Ale jeśli senator Mon Mothma pyta Herę, czy ta ma jakieś dowody na możliwość powrotu admirała Thrawna i czy można jakoś wyjaśnić całą aferę z samowolką, a ta mówi że nie, to szlag mnie jasny trafia. Przecież w poprzednim odcinku droid przeskanował stację, którą Morgana uciekła robiąc przy okazji manewr Holdo. Mają zapisy i ów skan, a do tego mają Ahsokę – świadka, który może wszystko potwierdzić. Czy to nie są dowody? No widocznie nie, bo ważniejsze było pokazanie sceny z wielorybami mijającymi flotę Republiki i skaczące w nadprzestrzeń.
Ahsoka Biała
Scenariusz nie tylko nie tłumaczy rzeczy prawdopodobnie omówionych w innych serialach. Czułem się zagubiony nie tylko z tego powodu. Mam również ogromne problemy ze zrozumieniem tego, po co właściwie od strony fabularnej była wizja Ahsoki. Wiem, że była to możliwość podciągnięcia słupków oglądalności przez ściągnięcie charakterystycznej i znanej postaci. Nie mam też zastrzeżeń co do wizji jako takiej – w końcu wcześniej też Moc pozwalała niektórym na wizje. Na przykład Luke’owi na Dagobbah podczas szkolenia pod okiem Yody. Ale tutaj? Co konkretnie ta wizja dawała?
Nie rozumiem jakie dylematy przeżywała Ahsoka i czego musiała się nauczyć. Co musiała przezwyciężyć? Nie mam zielonego pojęcia, co oznaczały jej słowa „Wybieram życie” i wyrzucenie mieczy w trakcie walki z Anakinem. Prawda… Wyglądało to efektownie, ale po co….?

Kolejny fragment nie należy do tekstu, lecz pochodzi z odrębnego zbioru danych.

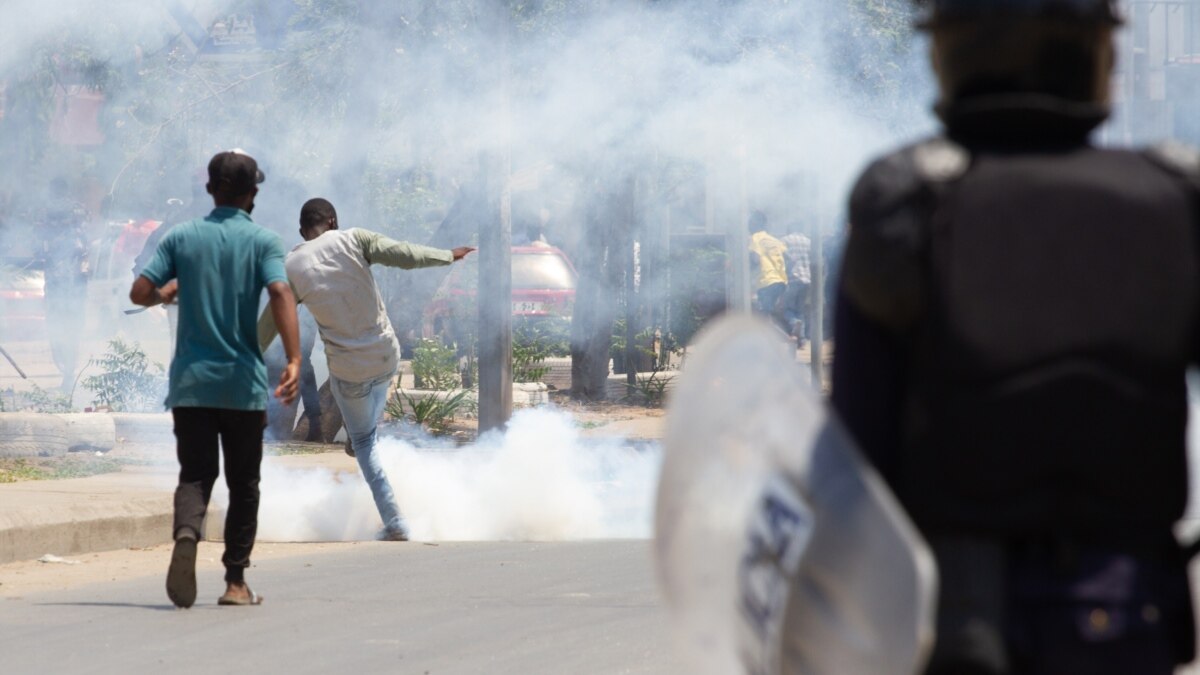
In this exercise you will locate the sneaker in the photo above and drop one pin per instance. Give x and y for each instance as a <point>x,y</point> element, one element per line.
<point>393,533</point>
<point>181,573</point>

Całość jako żywo przypomina duchową i fizyczną przemianę Gandalfa po walce z Balrogiem we Władcy Pierścieni. To jest tak bardzo widoczne, że aż boli. Ahsoka do tego odcinka nosiła się raczej na brunatno i szaro, ale po wizji zaczęła nosił wyłącznie białe ciuchy. Zmieniło się też jej zachowanie – wygląda, jakby cały czas była na haju i nie jestem pewien, czy jej zaufanie w pomoc wielorybów byłoby wcześniej takie silne.

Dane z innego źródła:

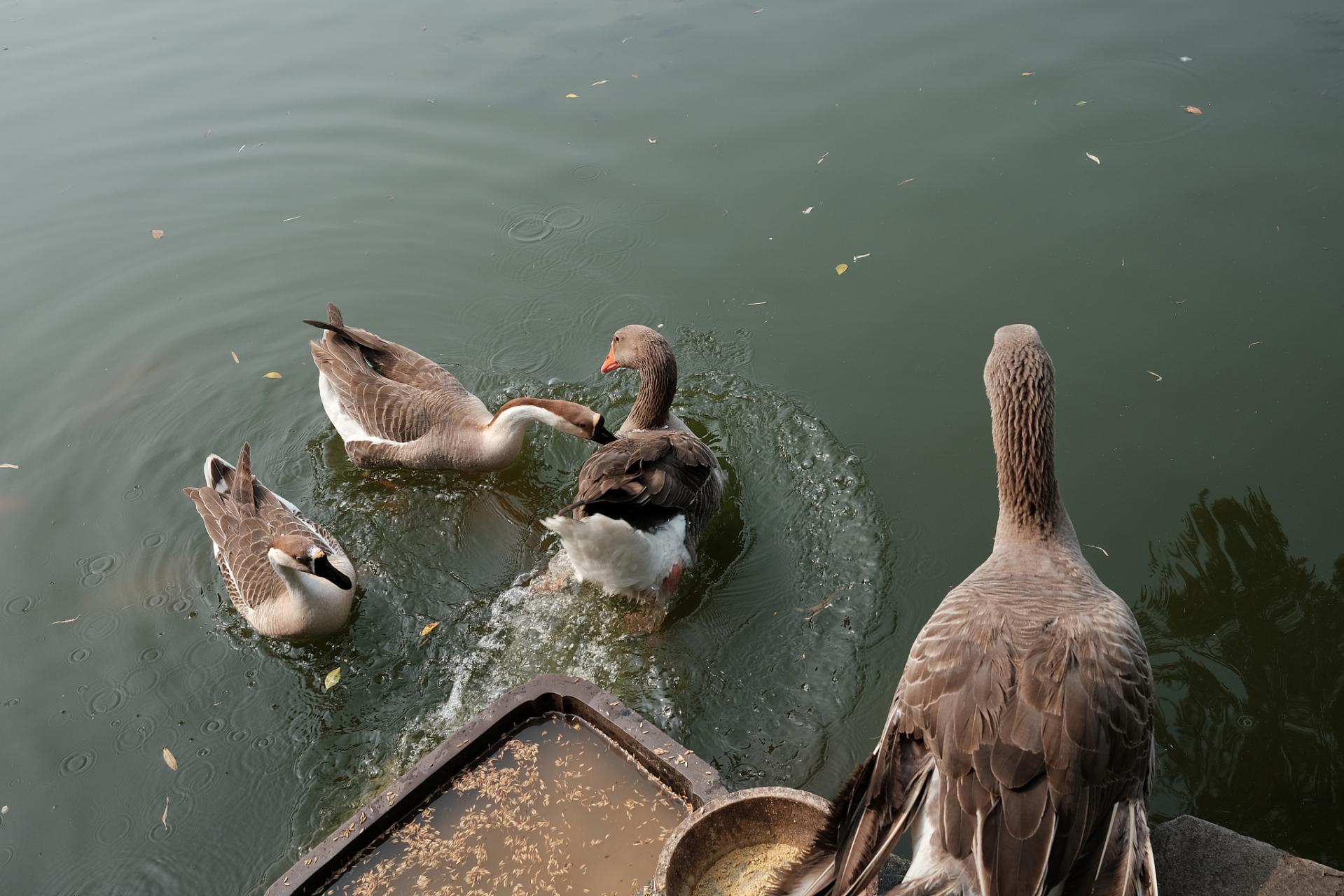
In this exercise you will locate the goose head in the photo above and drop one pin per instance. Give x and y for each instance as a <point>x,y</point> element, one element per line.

Rozumiem ideę. Wizja pozwoliła jej przezwyciężyć jakieś trudności i stać się nową, lepszą wersją siebie. Tylko – do jasnej anielki – co to były za trudności i jakie wątpliwości nią targały?
A zatem?
Wniosek jest jeden: jeśli jesteś fanem Gwiezdnych Wojen i znasz wszystkie produkcje na wylot, albo chcesz poczuć magię George’a Lucasa, Johna Williamsa i całej starej ekipy z ILM, to spoko. Ahsoka będzie się podobać i nawet jestem w stanie zrozumieć te zachwyty, które krążą po internecie. Problem jednak w tym, że pod tą przepiękną wizualnie otoczką kryją się potężne kiksy scenariuszowe. Nie wolno włączyć myślenia, bo zastanawianie się nad konsekwencjami tego, co robią bohaterowie może naprawdę zepsuć całą radochę. Nie wspominając już o tym, że cały serial powinien nazywać się Star Wars: Rebelianci, sezon 5. Ja nie oglądałem Rebeliantów i naprawdę dużo kwestii mi umyka.